Republican Gov. Chris Christie, dealing with a political payback scandal that threatens to damage his second term, intends to unveil a plan to increase the amount of time children spend in public school in his State of the State message on Tuesday.
The governor, widely seen as a potential 2016 presidential candidate, will propose lengthening the school day and the school year, according to excerpts of the speech, which were obtained by The Associated Press.
Christie says children who spend more time in school are better prepared academically. He’s expected to leave details of the proposal, which are being worked out with Education Commissioner Chris Cerf, for another day.
The plan could antagonize an old adversary, the powerful public teachers’ union, with which Christie has clashed over pension and tenure changes. The New Jersey Education Association spent millions of dollars in anti-Christie advertising during last year’s gubernatorial campaign, which he won easily.

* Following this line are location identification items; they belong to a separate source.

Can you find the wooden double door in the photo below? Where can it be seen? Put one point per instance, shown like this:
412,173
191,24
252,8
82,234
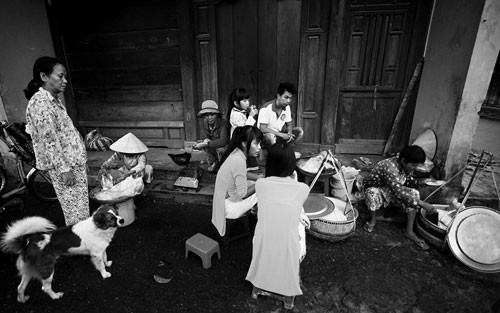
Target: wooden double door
351,61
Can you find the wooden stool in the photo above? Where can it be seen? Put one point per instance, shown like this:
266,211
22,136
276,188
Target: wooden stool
287,300
204,247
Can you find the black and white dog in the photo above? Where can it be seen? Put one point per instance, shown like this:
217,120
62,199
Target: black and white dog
39,244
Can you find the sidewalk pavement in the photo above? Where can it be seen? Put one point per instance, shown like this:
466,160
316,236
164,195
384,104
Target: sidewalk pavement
166,172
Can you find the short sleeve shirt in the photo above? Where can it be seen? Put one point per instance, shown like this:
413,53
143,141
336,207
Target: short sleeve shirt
269,117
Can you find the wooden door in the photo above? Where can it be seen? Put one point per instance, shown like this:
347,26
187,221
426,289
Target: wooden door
313,48
380,51
252,44
126,65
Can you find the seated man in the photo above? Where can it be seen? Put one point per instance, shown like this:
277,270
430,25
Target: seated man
390,181
216,134
129,157
275,117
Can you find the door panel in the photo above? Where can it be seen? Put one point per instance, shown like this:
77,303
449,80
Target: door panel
315,21
376,54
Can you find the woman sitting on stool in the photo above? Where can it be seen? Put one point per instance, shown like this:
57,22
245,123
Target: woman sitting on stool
233,195
279,241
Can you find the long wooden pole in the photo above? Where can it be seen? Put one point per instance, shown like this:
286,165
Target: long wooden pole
402,107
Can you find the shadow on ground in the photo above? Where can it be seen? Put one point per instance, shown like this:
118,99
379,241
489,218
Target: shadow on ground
378,272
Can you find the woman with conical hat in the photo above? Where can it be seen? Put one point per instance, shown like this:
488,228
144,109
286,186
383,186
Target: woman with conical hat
216,131
129,156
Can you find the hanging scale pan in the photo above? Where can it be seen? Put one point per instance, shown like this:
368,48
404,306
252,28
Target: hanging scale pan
427,140
474,238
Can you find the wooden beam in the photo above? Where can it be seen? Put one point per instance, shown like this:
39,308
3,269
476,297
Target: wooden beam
143,124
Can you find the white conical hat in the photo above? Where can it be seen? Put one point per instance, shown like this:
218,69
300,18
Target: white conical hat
129,143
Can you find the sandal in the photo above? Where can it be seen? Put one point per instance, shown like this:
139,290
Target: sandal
368,227
421,243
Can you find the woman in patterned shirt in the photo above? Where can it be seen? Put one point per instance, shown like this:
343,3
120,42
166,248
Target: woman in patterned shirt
59,148
390,181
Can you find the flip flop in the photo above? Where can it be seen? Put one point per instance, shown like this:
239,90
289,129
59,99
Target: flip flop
421,243
368,227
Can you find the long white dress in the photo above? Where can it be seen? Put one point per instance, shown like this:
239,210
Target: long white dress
276,249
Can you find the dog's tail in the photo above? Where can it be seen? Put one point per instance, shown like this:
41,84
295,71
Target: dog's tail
14,240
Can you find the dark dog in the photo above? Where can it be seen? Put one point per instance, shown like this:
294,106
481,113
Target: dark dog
39,244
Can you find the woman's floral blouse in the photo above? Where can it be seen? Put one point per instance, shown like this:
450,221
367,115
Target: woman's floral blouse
57,143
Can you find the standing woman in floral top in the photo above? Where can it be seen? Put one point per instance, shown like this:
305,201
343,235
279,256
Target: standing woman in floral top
59,148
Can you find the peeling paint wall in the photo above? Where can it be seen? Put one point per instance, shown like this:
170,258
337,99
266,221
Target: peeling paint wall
450,46
481,67
24,36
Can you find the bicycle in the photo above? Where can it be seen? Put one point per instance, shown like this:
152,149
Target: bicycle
37,182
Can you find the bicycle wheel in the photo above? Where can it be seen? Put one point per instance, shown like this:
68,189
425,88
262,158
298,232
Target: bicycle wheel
3,180
40,186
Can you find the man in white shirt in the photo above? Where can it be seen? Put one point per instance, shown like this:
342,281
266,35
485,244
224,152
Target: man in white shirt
275,117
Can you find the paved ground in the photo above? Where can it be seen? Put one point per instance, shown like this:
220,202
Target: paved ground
378,272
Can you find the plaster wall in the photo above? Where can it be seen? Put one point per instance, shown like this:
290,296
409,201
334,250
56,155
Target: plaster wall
449,49
483,59
24,36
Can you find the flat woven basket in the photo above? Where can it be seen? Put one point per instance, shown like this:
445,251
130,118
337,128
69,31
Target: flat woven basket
334,230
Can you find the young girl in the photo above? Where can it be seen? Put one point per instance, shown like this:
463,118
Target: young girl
242,113
233,195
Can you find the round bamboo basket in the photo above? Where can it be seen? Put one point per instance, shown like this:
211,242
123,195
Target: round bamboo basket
334,230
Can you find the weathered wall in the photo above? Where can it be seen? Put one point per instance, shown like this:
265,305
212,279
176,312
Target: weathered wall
24,36
481,67
450,45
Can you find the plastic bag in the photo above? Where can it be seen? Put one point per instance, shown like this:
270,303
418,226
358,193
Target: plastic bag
127,188
95,141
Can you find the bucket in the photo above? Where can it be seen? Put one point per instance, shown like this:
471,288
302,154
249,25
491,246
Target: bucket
338,189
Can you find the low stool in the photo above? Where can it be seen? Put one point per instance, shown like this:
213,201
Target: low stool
287,300
204,247
231,225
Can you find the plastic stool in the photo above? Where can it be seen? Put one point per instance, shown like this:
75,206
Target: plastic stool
204,247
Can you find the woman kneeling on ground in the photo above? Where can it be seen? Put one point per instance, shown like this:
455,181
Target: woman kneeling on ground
234,195
391,181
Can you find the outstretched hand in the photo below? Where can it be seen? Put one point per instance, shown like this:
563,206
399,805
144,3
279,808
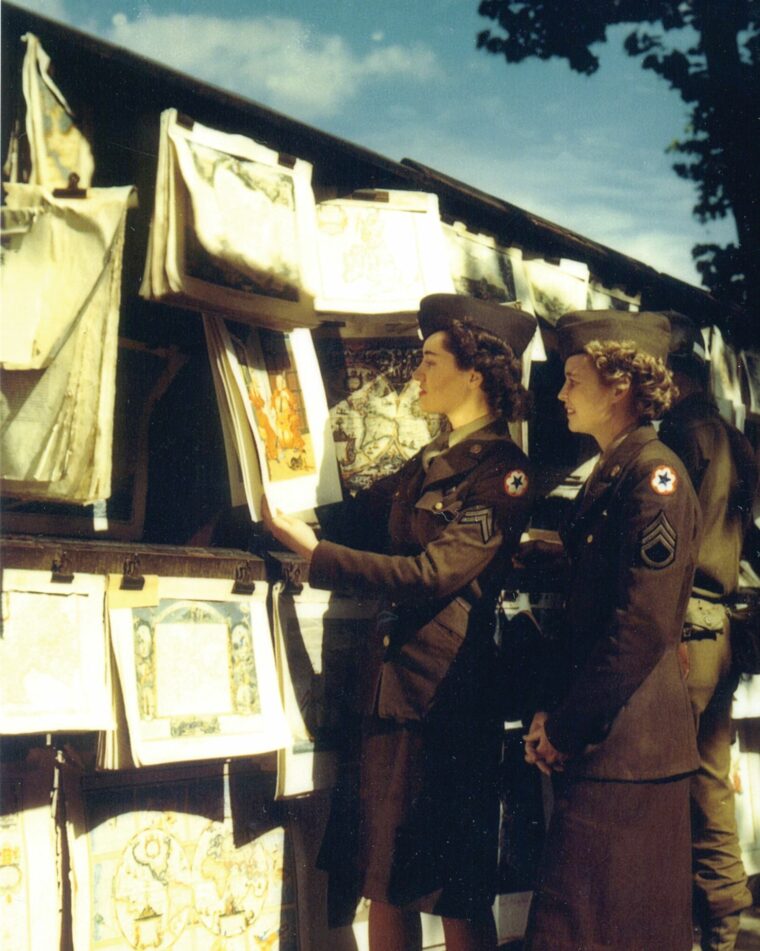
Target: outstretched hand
293,532
538,747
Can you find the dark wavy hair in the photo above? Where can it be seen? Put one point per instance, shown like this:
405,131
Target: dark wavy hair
476,349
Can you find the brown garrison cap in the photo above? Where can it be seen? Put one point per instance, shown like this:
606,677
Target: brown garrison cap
685,338
514,327
648,330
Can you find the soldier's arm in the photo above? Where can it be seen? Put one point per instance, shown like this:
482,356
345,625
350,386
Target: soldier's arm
473,530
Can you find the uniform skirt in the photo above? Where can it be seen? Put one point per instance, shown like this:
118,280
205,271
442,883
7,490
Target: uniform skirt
616,872
426,816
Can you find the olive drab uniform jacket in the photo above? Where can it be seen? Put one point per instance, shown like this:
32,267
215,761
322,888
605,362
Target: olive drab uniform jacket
623,711
721,464
440,542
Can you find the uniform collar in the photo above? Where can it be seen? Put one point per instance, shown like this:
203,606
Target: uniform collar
468,451
613,464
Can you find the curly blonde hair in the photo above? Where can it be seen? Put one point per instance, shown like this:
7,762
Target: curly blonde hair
651,382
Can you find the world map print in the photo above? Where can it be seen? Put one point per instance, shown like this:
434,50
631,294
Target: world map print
176,876
375,416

Christie hopes to shift focus from investigations by the Democrat-led Legislature and U.S. attorney’s office into allegations his loyalists orchestrated crippling traffic jams in Fort Lee, the town at the mouth of the George Washington Bridge, to punish its Democratic mayor for not endorsing his re-election bid. The bridge, which connects New Jersey and New York City, is one of the busiest in the nation. Four people close to Christie have lost their jobs in the scandal, including a top aide in his administration and his two-time campaign manager.
Subpoenaed emails released last week show additional members of Christie’s inner circle were told about the scheme in the weeks after it unfolded in September, but there is no evidence linking him to its planning or execution.
Christie has apologized for the traffic jams, which delayed emergency vehicles, school buses and countless commuters for four days, and said they “blindsided” him. He has called his staff’s behavior “stupid.”
Christie sought to retool K-12 schooling with mixed success during his first term. He successfully overhauled century-old teacher tenure rules, essentially eliminating lifetime tenure.
But the Democrat-led Legislature has not gone along with his voucher plan, which would allow children in failing schools to attend classes elsewhere, including at private or parochial schools. Opponents say government should be fixing public schools for all students rather than providing an alternative to a lucky few.
Christie also is expected to revive his push for property tax relief. A 10 percent tax cut he proposed midway through his first term has gone nowhere.
Christie, who defeated Democratic state Sen. Barbara Buono to win re-election, is set to be inaugurated for his second term on Jan. 21.